Back then, of course, the Jets wore gold.
For Saturday’s grand final, Andy will wear the special suit again.
“I haven’t worn it since and it still fits. It’s the lucky suit that got them over the line in 2008 and it’ll get them over the line in 2018.”
Andy is a football legend in Newcastle. He played a club record 234 games for the Newcastle Jets and Newcastle United. He was a defender who was nicknamed “the General”.
“Don’t forget my four goals – one from inside my own half,” Andy said.
A bit like that famous David Beckham goal?
“It was,” Andy said, with a laugh.
Andy’s business, Gentlemen’s Outfitters at Charlestown has sponsored the Jets since the A-League started in 2005, providing the club with suits and corporate wear.
“I’m there week-in, week-out,” he said.
He paid tribute to Jets CEO Lawrie McKinna and football operations manager Joel Griffiths, along with coach Ernie Merrick and the players.
“This region has gone through some tough times in the last little while. It’s really special they got to this stage,” he said.
He said the players and staff were “90 minutes away from writing themselves into history and folklore”.
“When you’re on your home turf, you’ve just got to play the game, not the occasion. Don’t get caught up in too much hype because you can tire yourself out in the lead-up to the game with nervous energy.
“I think Ernie’s got a lid on that and he’s keeping it low-key.
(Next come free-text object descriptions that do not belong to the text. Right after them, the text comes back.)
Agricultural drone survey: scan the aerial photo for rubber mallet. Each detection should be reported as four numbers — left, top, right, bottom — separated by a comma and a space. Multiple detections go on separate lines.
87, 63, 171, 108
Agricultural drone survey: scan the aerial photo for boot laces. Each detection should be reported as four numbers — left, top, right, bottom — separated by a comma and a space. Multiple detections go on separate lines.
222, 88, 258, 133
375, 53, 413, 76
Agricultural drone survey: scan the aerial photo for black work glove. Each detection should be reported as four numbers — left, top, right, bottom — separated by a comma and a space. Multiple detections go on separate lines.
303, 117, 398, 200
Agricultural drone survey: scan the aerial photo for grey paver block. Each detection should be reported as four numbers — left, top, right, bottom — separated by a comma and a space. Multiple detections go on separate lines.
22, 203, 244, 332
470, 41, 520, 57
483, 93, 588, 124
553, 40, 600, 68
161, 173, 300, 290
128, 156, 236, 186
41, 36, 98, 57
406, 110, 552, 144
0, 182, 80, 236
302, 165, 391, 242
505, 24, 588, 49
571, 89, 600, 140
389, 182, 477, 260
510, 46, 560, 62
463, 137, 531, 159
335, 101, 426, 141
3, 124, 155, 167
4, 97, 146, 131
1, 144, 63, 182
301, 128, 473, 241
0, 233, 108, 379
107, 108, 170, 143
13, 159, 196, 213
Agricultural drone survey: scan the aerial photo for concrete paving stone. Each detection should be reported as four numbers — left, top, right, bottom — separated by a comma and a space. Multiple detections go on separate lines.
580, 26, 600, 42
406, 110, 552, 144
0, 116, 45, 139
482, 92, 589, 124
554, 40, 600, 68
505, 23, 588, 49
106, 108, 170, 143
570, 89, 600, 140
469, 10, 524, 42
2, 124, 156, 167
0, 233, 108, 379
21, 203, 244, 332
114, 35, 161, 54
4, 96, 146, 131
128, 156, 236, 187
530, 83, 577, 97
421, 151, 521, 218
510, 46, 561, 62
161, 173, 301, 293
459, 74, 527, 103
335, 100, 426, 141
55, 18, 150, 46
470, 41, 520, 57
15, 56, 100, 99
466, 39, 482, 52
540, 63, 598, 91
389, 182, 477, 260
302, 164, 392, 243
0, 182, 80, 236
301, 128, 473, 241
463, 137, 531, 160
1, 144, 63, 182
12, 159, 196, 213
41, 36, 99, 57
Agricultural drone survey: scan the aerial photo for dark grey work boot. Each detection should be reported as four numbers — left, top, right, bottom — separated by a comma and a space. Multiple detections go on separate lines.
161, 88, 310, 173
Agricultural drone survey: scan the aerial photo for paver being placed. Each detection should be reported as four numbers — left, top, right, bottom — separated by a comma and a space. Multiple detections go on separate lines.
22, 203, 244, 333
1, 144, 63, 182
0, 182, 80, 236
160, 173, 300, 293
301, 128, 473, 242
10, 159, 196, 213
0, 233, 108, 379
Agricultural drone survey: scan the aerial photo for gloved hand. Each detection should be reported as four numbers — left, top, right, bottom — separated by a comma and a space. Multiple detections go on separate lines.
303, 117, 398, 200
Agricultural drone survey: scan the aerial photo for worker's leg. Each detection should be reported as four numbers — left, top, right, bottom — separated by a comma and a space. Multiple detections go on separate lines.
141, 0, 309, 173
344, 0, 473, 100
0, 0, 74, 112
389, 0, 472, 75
They’re professionals, they’ve got their own routines and ways they prepare for games.”
Andy said he had superstitions and traditions before a game.
He had to be third in line going on to the pitch. And in the tunnel, he’d yell “come on boys, no petrol”.
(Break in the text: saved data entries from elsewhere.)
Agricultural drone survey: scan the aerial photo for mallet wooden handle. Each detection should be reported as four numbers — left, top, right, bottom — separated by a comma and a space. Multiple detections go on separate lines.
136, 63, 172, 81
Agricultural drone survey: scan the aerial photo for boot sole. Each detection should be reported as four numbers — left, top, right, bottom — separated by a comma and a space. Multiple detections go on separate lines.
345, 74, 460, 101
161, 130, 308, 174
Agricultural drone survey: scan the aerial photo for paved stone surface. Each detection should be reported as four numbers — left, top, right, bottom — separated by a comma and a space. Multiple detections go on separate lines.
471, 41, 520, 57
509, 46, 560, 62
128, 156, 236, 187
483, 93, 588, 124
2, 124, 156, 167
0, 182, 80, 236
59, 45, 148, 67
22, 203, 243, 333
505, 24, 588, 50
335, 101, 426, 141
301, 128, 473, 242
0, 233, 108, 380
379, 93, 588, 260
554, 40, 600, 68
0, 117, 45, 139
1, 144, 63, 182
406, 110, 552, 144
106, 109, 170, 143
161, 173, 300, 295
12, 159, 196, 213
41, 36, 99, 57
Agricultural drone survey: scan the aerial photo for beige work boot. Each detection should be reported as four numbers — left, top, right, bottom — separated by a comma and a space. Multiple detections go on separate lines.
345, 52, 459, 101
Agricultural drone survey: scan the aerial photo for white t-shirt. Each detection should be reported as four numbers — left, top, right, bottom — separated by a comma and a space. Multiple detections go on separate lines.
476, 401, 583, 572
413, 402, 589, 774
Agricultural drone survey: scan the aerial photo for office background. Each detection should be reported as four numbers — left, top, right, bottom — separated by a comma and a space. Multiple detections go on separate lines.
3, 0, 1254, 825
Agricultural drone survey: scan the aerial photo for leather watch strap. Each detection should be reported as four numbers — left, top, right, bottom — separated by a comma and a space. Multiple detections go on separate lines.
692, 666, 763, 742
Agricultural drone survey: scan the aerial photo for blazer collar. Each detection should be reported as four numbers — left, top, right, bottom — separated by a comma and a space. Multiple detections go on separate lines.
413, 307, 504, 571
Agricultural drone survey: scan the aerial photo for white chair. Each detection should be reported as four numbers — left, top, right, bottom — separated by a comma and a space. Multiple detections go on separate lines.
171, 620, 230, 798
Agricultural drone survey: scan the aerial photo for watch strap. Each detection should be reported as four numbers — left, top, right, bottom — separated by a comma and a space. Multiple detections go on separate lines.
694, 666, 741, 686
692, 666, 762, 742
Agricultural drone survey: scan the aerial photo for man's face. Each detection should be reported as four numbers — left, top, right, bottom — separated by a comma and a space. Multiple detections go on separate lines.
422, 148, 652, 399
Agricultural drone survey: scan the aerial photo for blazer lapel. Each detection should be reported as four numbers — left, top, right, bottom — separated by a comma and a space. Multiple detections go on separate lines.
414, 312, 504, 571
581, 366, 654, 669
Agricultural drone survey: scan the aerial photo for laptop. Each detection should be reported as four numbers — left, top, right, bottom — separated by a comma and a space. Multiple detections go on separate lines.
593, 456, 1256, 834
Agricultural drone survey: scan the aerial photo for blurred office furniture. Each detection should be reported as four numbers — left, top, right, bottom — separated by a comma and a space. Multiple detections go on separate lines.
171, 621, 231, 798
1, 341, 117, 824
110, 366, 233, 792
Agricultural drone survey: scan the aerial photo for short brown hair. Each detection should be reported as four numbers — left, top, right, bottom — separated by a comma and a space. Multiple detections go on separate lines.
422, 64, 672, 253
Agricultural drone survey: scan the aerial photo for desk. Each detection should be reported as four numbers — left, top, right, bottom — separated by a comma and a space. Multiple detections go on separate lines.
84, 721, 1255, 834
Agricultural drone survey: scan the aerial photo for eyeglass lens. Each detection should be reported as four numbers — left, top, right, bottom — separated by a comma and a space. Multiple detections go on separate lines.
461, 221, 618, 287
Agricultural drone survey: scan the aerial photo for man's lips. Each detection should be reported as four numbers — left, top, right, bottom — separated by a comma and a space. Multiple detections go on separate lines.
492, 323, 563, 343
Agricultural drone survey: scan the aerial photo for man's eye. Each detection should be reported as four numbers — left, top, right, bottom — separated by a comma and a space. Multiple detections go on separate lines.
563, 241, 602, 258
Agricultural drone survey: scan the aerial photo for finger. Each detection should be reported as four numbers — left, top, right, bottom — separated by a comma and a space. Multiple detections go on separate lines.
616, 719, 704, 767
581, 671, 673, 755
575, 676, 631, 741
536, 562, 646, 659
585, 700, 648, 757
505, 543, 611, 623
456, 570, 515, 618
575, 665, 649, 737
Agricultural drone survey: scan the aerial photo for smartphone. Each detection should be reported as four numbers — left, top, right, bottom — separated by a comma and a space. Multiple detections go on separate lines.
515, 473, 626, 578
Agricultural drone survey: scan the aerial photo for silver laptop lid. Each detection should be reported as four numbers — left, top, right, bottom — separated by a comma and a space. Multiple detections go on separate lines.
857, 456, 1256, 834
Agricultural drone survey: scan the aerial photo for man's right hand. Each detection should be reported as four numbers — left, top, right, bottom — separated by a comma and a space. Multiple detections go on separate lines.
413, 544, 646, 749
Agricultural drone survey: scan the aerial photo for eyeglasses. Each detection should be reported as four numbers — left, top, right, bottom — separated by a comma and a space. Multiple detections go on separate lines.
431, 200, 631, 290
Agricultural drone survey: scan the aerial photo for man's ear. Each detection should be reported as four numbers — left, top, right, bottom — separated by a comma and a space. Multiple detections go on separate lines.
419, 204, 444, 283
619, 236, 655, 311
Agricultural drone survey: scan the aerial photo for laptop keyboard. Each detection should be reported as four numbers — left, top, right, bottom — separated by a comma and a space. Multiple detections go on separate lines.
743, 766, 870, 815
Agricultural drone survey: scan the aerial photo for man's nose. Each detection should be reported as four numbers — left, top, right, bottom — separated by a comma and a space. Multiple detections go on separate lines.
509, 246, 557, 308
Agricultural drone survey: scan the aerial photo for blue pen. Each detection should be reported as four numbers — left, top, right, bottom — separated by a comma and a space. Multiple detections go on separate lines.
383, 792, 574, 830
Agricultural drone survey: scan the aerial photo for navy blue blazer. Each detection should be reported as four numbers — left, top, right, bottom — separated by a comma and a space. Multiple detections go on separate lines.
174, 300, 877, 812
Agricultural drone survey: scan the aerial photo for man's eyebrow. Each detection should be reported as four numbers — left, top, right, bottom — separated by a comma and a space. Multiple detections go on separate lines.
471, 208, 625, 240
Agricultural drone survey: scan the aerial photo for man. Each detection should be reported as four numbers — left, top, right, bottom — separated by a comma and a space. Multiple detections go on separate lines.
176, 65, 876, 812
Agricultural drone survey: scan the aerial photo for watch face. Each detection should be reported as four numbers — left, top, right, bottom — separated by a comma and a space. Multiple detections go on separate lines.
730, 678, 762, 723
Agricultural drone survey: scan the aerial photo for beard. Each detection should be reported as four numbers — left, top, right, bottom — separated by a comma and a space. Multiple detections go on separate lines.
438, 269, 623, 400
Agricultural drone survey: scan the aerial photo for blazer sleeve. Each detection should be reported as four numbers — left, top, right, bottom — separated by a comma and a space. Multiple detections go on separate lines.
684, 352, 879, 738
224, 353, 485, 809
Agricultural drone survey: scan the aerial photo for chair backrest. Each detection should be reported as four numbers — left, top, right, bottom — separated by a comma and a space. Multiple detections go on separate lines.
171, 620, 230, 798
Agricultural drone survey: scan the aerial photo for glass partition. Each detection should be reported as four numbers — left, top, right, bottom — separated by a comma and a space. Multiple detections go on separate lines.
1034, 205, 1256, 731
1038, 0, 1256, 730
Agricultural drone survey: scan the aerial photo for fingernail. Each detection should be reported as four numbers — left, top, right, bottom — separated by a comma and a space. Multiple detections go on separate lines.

“No petrol meant you gave everything you had. You left nothing in the tank.”
‘Aaron must call the game’
The ABC’s Aaron Kearney has been calling Newcastle Jets games since day one of the A-League, including last Friday’s epic victory.
But he won’t be calling Saturday’s grand final against Melbourne Victory.
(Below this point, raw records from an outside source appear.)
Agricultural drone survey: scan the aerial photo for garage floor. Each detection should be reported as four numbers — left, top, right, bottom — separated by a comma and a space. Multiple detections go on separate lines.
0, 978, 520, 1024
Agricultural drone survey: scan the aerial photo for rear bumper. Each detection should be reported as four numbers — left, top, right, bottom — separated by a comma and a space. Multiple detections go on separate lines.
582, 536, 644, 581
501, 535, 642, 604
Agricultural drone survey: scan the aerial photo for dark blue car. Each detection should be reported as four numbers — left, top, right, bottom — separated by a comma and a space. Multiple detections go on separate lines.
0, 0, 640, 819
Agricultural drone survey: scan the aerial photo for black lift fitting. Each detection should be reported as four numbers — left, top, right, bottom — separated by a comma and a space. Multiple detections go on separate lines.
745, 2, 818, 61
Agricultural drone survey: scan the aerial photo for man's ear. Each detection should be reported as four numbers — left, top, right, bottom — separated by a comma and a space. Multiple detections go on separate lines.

We should say that Aaron will give expert commentary from the sideline during the broadcast, but the ABC will send another commentator from Sydney to call the game.
This decision has produced a good-old fashioned Novocastrian backlash.
Louise Wilkinson posted on Facebook her letter to ABC Grandstand, saying it was an “insult not only to Aaron but to the thousands of Novocastrians who have tuned in to his call for many years”.
“I know many will agree with me when I say his passion and knowledge travels down the airwaves and transports us to the ground with vivid imagery.”
Kurt Fearnley joined in, tweeting that Aaron “must call the game!!!”.
“Either that or we need to get the world’s largest conference call dialling into his mobile!!” he joked.
An ABC spokesman said: “Everyone at ABC Grandstand agrees that Aaron Kearney is a superb commentator and a great supporter of Newcastle football.
“We couldn’t imagine a grand final featuring Newcastle without Aaron’s involvement.”
“Please be assured that Aaron will be playing a leading role in our A-League grand final coverage, providing sideline commentary and interviews with the players and managers.”
The ABC said it had selected “the voice of football on Grandstand, Ned Hall, to make the play-by-play call”.
“We have partnered Ned with former Socceroo captain Paul Wade, who also has a strong national profile,” it said.
It made this decision, in part, because the match would attract “a large national audience, particularly from the Victory’s home town of Melbourne”.